Fork/Join framework
What’s the fork/join framework
The fork/join framework was designed to recursively split a parallelizable task into smaller tasks and then combine the results of each subtask to produce the overall result.
Basic Components
RecursiveTask
As start section, a ForkJoinPool contain worker threads used to run subtasks. To submit tasks to this pool, you have to create a subclass of RecursiveTask<V>
where V is the type of the result produced by the parallelized task (and each of its subtasks) or of RecursiveAction if the task returns no result (it could be updating other nonlocal structures, though).

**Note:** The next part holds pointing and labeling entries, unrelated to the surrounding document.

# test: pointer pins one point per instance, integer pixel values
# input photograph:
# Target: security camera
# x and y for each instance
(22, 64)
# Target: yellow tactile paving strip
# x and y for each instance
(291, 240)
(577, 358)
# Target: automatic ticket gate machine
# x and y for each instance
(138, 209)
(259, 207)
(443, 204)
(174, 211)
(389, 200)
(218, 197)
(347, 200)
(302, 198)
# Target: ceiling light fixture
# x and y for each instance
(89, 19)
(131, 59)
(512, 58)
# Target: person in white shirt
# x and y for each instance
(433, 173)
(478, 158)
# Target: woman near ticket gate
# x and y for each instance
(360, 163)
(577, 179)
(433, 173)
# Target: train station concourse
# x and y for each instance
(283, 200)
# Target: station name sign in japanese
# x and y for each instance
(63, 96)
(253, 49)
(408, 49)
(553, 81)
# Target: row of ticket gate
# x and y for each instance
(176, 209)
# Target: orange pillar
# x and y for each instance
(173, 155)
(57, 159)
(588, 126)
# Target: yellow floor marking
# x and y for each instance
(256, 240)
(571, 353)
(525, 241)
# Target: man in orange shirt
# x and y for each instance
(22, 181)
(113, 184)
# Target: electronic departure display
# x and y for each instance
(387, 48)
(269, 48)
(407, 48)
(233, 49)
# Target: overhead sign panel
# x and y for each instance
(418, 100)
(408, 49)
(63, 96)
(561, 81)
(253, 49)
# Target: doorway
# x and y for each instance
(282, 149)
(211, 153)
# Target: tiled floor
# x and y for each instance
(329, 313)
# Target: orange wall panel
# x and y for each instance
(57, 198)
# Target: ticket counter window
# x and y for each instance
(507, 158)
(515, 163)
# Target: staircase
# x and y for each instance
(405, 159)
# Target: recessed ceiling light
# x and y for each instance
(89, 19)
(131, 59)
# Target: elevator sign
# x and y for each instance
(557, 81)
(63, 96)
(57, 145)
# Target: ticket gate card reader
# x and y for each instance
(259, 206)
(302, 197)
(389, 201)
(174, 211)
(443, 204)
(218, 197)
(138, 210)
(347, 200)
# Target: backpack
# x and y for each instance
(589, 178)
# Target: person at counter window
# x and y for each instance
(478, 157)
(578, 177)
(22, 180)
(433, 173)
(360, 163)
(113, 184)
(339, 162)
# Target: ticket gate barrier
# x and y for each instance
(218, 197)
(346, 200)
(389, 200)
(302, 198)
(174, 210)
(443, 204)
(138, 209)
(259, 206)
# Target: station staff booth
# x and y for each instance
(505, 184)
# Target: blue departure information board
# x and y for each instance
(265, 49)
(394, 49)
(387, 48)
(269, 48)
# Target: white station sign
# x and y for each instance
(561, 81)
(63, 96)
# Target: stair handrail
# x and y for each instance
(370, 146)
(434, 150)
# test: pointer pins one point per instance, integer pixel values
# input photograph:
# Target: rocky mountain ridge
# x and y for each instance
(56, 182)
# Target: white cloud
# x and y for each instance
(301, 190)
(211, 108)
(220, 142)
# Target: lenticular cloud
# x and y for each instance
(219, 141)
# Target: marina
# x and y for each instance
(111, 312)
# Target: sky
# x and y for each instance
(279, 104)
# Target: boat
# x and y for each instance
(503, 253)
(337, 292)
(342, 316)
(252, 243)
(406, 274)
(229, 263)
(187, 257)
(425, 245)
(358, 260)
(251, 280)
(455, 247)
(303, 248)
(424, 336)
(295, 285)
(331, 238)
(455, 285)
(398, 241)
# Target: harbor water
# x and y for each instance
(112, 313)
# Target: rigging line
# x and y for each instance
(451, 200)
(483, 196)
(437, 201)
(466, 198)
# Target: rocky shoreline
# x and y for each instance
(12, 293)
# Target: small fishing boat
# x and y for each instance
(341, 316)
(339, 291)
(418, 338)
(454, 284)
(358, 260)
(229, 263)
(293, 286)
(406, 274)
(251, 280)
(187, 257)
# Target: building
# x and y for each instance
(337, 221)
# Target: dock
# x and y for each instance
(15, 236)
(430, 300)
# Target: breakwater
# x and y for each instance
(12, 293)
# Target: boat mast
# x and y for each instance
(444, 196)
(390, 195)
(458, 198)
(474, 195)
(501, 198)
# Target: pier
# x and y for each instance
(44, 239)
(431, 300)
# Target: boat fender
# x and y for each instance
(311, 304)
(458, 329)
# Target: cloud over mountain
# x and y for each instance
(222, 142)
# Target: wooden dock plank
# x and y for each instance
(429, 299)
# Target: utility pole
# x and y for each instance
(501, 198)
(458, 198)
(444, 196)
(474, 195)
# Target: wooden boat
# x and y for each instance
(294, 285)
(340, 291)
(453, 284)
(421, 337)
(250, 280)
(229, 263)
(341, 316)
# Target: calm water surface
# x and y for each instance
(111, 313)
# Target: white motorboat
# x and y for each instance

To define RecursiveTasks you need only implement its single abstract method, compute:
protected abstract R compute();
This method defines both the logic of splitting the task at hand into subtasks and the algorithm to produce the result of a single subtask when it’s no longer possible or convenient to further divide it. For this reason an implementation of this method often resembles the following pseudocode:
if (task is small enough or no longer divisible) {
compute task sequentially
} else {
split task in two subtasks
call this method recursively possibly further splitting each subtask
wait for the completion of all subtasks
combine the results of each subtask
}
Divide and conquer algorithms
A divide and conquer algorithm works by recursively breaking down a problem into two or more sub-problems of the same or related type, until these become simple enough to be solved directly. The solutions to the sub-problems are then combined to give a solution to the original problem.
work-stealing algorithm
The work-stealing algorithm is used to redistribute and balance the tasks among the worker threads in the pool.
Best practices for using the fork/join framework
- Invoking the join method on a task blocks the caller until the result produced by that task is ready. For this reason, it’s necessary to call it after the computation of both subtasks has been started. Otherwise, you’ll end up with a slower and more complex version of your original sequential algorithm because every subtask will have to wait for the other one to complete before starting.
- The invoke method of a ForkJoinPool shouldn’t be used from within a RecursiveTask . Instead, you should always call the methods compute or fork directly; only sequential code should use invoke to begin parallel computation.